GFI: 'We’d like to be the first to know if cultivated meat were incontrovertibly a futile exercise...'
The Good Food Institute - a nonprofit promoting plant-based, fermentation-based, and cell-cultured meat - has addressed some of the issues raised in The Counter's article in a post on its website, noting that, "Modeling a process on public data from parallel but distinct cell culture processes that are also necessarily out of date (biopharma companies are typically not publishing their most recent innovations on process or cell line improvements, preferring to retain them as intellectual property) will lead to a muddled understanding of the state of the art, which can be particularly misleading in such a rapidly-progressing field."
It added: "GFI has no vested interest in any particular alternative protein technology. We support innovations that have the greatest potential for impact, and we’re strongly motivated to not divert precious resources toward endeavors that seem clearly incapable of success — we’d like to be the first to know if cultivated meat were incontrovertibly a futile exercise!"
'Governments must invest in these innovations now'
Founder and CEO Bruce Friedrich added this morning: "In 2016, UPSIDE Foods was the first cultivated meat company to raise a Seed round. Flash forward five years, and now there are more than 70 companies working to create consumer-ready cultivated meat products.
"But there is still too much innovation required for a single company, or even a handful of companies, to truly transform our food system. Governments must invest in these innovations now if we’re to stand a chance of moving the world to net-zero emissions by 2050."
Cell-cultured meat vs conventional meat
Supporters of cell-cultured meat claim it is better for animals and the environment, but also offers other advantages over traditional meat in that it does not contain bacterial pathogens that pose food safety risks.
Also, they claim, it will not suffer from price/supply volatility risks from animal infectious diseases (avian flu, porcine epidemic diarrheal virus); it requires fewer inputs for a given quantity of meat; and is more controllable and tunable, enabling production of only high-grade meats in quantities dictated by consumer demand, rather than by the biology of the animal.
And while antibiotics may be used in laboratory settings given the number of researchers handling cells, key players say they are confident that commercial-scale production of cultured meat will be possible without antibiotics, potentially a key selling point given consumers’ concerns about the use of antibiotics in the conventional meat industry and its contribution to antibiotic resistance.

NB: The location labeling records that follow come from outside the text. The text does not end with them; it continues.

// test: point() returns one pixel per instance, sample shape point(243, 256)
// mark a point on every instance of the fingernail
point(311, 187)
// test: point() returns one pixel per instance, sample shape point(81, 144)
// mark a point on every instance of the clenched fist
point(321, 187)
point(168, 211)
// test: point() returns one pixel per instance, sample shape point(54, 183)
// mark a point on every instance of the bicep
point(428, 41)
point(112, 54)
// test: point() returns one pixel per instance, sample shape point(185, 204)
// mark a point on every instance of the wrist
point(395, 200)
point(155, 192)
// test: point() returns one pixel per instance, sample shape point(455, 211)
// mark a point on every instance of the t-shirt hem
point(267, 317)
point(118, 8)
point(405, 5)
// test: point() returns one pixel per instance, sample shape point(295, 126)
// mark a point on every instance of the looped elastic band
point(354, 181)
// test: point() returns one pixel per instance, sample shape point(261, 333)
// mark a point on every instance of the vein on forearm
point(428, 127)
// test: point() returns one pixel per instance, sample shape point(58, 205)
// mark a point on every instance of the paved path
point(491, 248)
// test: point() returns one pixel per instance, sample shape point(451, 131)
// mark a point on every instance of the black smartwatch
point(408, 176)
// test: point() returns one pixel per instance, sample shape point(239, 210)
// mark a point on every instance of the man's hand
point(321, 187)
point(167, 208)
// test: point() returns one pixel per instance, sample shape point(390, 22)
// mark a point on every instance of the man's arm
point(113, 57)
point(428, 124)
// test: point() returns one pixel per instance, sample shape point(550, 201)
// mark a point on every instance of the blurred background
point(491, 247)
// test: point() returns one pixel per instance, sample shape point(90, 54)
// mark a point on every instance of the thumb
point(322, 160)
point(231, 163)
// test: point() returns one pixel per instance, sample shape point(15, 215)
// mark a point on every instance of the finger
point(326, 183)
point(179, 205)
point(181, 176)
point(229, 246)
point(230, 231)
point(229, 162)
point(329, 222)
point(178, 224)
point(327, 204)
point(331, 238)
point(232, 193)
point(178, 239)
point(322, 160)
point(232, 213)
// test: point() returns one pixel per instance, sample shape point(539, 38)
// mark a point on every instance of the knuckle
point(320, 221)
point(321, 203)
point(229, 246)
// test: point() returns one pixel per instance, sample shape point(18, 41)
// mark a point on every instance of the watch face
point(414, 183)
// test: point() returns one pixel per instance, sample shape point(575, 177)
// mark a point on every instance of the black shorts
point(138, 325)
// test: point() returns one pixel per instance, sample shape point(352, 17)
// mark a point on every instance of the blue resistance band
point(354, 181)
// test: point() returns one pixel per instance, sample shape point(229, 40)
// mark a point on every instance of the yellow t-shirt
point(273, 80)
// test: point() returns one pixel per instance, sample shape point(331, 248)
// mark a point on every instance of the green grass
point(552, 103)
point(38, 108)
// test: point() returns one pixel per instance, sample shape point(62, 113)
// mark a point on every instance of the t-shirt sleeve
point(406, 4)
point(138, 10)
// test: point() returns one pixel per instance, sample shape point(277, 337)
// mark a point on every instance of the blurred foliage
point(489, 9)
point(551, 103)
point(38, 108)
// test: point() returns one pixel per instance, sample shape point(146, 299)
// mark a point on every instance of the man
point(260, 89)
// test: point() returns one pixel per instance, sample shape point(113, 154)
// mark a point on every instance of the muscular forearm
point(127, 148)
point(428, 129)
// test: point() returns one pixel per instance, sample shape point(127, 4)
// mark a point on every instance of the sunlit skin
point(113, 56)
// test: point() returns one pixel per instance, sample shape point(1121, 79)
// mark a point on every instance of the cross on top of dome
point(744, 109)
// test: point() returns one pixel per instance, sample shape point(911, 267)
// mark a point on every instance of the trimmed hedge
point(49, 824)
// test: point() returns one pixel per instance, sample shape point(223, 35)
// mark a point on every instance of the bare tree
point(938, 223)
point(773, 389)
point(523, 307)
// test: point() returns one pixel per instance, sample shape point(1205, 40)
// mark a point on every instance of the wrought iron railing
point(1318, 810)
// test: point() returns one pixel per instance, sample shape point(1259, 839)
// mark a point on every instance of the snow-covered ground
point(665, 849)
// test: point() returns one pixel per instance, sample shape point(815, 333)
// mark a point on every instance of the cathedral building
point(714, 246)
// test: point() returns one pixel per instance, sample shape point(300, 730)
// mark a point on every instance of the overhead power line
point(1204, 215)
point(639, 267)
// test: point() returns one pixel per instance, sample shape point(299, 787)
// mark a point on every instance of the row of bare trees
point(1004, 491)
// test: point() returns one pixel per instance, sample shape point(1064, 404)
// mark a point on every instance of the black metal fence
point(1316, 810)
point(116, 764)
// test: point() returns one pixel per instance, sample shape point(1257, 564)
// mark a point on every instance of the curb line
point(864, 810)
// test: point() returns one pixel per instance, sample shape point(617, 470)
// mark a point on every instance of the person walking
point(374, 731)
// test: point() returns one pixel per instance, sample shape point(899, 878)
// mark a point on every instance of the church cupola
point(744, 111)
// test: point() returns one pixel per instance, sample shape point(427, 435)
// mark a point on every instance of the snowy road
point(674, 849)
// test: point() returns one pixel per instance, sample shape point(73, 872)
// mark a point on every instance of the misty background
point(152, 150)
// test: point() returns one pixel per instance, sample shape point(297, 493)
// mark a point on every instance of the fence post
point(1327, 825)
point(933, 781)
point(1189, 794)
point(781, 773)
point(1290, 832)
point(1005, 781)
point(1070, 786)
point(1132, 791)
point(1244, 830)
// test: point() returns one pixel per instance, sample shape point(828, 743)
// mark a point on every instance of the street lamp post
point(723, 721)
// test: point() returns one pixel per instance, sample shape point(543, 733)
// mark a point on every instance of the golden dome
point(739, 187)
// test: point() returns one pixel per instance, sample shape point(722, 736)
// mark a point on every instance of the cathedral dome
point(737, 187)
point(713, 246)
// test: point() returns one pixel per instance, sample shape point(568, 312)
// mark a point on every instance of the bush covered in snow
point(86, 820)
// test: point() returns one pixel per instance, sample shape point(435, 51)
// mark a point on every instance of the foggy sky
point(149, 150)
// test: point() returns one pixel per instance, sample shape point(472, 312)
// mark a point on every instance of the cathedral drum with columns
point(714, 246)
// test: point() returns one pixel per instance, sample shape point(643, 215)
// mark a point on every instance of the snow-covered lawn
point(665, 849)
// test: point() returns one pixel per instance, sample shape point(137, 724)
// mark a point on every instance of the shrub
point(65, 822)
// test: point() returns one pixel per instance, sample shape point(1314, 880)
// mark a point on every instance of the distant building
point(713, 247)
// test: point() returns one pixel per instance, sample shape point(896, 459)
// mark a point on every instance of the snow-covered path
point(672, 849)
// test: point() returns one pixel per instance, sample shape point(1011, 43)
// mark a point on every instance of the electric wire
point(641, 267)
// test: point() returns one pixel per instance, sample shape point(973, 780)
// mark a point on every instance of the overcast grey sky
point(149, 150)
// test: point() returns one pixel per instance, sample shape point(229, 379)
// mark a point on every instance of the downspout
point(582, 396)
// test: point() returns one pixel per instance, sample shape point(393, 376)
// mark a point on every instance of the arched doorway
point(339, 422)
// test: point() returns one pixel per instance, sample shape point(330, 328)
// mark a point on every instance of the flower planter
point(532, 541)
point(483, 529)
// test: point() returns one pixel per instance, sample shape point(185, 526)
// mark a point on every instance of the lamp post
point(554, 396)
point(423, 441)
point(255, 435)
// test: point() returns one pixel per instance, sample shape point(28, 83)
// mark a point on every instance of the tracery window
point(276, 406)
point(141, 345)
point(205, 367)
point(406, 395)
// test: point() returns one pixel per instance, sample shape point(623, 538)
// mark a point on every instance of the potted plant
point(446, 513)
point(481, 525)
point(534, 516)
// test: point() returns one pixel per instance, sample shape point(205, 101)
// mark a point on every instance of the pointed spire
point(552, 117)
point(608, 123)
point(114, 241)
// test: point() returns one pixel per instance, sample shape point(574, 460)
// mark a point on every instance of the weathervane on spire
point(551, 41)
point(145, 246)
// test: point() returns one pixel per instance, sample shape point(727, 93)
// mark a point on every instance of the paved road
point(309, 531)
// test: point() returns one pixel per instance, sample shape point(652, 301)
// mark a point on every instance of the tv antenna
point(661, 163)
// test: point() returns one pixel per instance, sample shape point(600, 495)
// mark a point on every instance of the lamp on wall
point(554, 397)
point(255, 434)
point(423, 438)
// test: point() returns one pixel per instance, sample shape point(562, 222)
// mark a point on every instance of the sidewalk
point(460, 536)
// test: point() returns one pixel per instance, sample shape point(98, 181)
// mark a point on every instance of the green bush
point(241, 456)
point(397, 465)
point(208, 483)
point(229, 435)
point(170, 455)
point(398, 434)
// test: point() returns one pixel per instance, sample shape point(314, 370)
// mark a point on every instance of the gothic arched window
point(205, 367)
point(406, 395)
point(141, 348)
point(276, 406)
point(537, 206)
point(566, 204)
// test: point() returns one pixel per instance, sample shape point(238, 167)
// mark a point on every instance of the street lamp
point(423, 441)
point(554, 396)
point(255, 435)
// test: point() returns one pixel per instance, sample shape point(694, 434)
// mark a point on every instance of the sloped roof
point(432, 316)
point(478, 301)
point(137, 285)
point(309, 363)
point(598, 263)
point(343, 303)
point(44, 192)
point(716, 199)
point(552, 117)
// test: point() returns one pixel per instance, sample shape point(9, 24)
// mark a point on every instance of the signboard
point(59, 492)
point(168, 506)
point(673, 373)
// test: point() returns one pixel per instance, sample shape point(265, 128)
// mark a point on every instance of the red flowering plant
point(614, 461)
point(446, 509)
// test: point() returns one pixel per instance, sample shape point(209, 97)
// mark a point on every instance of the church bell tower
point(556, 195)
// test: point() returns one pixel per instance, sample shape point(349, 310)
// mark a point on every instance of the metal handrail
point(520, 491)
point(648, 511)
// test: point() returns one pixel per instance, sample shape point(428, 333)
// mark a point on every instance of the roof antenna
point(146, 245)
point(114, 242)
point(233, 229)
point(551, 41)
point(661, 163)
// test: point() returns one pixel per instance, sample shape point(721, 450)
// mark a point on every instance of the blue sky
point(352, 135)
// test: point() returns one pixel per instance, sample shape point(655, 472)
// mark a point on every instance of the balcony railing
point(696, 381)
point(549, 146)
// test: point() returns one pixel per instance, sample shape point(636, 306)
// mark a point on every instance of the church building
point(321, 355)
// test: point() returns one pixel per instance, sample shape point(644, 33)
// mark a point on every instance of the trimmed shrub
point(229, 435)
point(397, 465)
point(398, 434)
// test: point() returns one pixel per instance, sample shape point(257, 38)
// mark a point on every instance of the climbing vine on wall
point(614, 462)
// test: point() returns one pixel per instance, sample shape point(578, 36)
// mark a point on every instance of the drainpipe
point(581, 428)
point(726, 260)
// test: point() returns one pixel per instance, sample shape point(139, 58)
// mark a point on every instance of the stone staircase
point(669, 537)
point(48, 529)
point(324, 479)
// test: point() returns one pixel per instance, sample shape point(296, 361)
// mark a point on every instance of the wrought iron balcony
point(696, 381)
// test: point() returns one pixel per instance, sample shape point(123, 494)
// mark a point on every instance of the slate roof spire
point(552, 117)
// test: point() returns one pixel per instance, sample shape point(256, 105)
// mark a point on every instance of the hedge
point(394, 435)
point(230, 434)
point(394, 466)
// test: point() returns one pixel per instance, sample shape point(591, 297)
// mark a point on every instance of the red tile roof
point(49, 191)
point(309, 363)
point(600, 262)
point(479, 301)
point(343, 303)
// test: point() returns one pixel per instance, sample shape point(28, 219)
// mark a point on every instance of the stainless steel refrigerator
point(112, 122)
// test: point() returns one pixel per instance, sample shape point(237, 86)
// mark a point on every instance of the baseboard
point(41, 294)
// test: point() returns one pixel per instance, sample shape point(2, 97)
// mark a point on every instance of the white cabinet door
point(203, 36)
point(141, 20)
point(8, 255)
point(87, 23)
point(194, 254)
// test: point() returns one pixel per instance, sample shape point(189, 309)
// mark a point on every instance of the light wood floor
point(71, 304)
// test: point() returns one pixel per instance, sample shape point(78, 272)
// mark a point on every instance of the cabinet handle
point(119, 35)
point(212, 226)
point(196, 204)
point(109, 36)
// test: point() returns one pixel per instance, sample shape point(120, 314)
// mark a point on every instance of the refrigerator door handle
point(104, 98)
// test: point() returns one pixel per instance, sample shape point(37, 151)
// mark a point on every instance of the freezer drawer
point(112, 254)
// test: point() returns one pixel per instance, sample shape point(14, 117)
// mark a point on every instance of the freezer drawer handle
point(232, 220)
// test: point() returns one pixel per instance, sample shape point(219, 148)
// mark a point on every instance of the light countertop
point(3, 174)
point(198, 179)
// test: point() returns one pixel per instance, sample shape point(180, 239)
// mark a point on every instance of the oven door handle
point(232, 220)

The regulatory pathway for cell-cultured meat in the US
Under a joint agreement announced in March 2019, the FDA will oversee cell collection, cell banks, and cell growth and differentiation, with a transition to FSIS (USDA) oversight to occur during the cell harvest stage. FSIS will then oversee the production and labeling of meat and poultry derived from these cells.
An FDA spokesperson told FoodNavigator-USA in August that it “intends to issue draft guidance on the pre-market consultation process,” adding: “The FDA is actively working in this space and consulting with a number of companies interested in bringing cultured animal cell food products to the US market.
"We cannot comment on the status of individual consultations that are in progress. However, FDA intends to communicate publicly once the FDA consultation is complete.”